The road in which Clover Cottage stood was bisected on the right and left by other streets, within a hundred yards of the house itself. On reaching the corner of the street on the left, the gentleman on the prowl, as we have seen, had performed a right-about-face, and returned to the cottage. As he advanced, a woman came round the corner of the street, upon the right. He saw her the instant she appeared, and the sight had on him an astonishing effect. He stopped, as if petrified; stared, as if the eyes were starting from his head; gave a great gasp; turned; tore off like a hunted animal; dashed round the corner on the left; and vanished out of sight. Having advanced to within a few feet of where Madge was standing, she was a close spectator of his singular behaviour. As she looked to see what had been the exciting cause, half expecting that her recent visitor had come back and that the tables had been turned, and the gentleman on the prowl had played the coward in his turn, the woman who had come round the other corner had already reached the cottage.

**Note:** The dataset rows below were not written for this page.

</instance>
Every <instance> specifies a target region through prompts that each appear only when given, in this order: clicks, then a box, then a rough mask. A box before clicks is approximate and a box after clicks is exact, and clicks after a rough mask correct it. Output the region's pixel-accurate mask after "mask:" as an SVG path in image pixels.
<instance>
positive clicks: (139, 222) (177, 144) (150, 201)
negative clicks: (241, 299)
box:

Pushing the gate unceremoniously open, she strode straight past Madge, and, without a with-your-leave or by-your-leave, marched through the open door into the hall beyond.
As Madge eyed her with mingled surprise and indignation she exclaimed, with what seemed unnecessary ferocity--
"I've come to see the house."
CHAPTER II
[THERE'S A CONSCIENCE!]
Madge had been taken so wholly unawares that for a moment she remained stock-still--and voiceless. Then she followed the woman to the door.
"You have come to do what?"
"I've come to see the house."
"And pray who are you?"
"What affair is that of yours? Don't I tell you I've come to see the house?"